We three were in one of the private dining rooms at Blutow’s on Sixth Street for our annual meeting. This year one of the restaurant’s smallest rooms proved adequate.

Florian ticked off the fatalities. “Carson, Abernathy, and Terwilliger met with automobile accidents.”

I had arranged two of those. Carson and Abernathy both had homes at the tops of hills with delightfully suitable winding and precipitous roads leading to their bases. A simple adjustment in the steering apparatus of their respective automobiles and they descended neatly and quickly from garage to eternity.

But who had disposed of Terwilliger? It was a puzzler indeed.

“Phelps fell or jumped from the roof of a ten story building.”

Do you realize how few — if any — windows of modem air-conditioned buildings are actually meant to be opened? I had to carry Phelps all the way to the roof before I could dispose of him. I suffered an excruciating backache for weeks.

“Schaller was electrocuted when his radio fell into his bathtub.”

Now that could have been an accident. However, I know that Schaller had no use for tubs. He was a shower man.

“Wentworth accidentally shot himself while cleaning his gun.” Florian shook his head slowly. “But we all know that he was deathly afraid of firearms and would never allow any of them in his home.”

My plans had called for him to fall off a cliff near his house. Really a beautiful view.

“Llewellyn walked into a train.”

Not my work.

“Naison was struck on the top of the head by a rivet as he took his constitutional past an apartment building under construction.” Florian showed teeth. “It was dusk and no work was at the moment in progress, but nevertheless the only conclusion the police could come to was that it was an accident.”

I wondered how that had been done. Did the murderer lurk high in the scaffolding, rivet poised between thumb and forefinger, waiting for the appropriate moment?

“And Dodsworth fell off the dock at his summer cottage and drowned.”

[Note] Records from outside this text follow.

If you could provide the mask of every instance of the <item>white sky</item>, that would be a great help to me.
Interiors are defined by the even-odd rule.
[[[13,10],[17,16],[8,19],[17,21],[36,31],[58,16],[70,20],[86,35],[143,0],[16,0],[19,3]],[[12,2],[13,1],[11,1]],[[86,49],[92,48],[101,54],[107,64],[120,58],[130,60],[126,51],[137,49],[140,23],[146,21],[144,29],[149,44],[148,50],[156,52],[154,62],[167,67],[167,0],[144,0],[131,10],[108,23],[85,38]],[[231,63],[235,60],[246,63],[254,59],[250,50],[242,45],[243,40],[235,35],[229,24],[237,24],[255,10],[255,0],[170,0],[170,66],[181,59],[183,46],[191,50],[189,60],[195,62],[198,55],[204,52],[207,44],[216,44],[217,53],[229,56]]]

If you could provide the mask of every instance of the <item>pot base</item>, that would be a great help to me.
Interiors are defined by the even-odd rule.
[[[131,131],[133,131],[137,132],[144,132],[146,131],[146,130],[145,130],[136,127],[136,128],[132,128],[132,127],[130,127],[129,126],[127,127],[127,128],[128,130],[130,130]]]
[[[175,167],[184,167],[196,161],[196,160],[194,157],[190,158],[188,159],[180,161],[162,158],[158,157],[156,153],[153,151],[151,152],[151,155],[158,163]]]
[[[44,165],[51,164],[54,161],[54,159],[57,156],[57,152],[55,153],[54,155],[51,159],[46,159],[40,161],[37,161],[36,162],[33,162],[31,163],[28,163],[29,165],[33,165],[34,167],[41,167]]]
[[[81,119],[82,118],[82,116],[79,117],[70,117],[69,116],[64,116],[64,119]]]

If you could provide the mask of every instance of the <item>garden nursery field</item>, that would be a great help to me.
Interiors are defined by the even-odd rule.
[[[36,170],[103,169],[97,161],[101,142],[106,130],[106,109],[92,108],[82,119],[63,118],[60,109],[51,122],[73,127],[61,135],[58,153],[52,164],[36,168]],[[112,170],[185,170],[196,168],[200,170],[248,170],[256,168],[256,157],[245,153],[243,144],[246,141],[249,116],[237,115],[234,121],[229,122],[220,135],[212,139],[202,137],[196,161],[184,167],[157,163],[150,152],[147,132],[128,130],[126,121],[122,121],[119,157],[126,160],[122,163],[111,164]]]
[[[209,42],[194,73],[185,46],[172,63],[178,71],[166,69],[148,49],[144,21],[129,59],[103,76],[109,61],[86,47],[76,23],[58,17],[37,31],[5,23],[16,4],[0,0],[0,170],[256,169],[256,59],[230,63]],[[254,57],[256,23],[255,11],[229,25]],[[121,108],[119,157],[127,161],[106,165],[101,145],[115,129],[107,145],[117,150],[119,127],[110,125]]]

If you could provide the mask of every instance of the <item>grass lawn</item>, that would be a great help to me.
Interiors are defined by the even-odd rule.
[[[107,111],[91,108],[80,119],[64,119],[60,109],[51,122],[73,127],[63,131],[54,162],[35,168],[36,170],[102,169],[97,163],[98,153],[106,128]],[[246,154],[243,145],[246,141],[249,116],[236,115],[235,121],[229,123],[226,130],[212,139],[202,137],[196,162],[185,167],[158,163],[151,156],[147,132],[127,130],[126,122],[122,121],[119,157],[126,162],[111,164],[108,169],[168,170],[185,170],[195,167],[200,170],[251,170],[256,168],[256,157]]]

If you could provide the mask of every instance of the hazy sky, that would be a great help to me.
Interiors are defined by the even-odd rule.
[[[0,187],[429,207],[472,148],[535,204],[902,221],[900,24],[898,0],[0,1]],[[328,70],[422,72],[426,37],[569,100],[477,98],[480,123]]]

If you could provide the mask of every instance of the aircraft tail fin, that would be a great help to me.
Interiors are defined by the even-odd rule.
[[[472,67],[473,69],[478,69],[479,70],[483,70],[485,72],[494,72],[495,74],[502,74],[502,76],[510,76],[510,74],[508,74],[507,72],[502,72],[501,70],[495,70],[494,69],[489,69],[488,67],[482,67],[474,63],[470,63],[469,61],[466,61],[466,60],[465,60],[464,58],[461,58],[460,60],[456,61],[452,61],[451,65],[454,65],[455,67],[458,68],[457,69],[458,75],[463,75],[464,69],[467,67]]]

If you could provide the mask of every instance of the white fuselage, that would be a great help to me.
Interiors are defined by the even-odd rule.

A direct crib from my plans, I thought indignantly. I too knew that Dodsworth couldn’t swim.

Florian pointed to the unopened magnum in a place of honor in the center of the table. “Now obviously our club members were not eliminated in order to gain possession of that bottle.”

Obviously not.

In 1946, all twelve of us were junior officers on the cruiser Spokane — united by our reserve status among the trade school boys and the prospect of impending discharge from active service.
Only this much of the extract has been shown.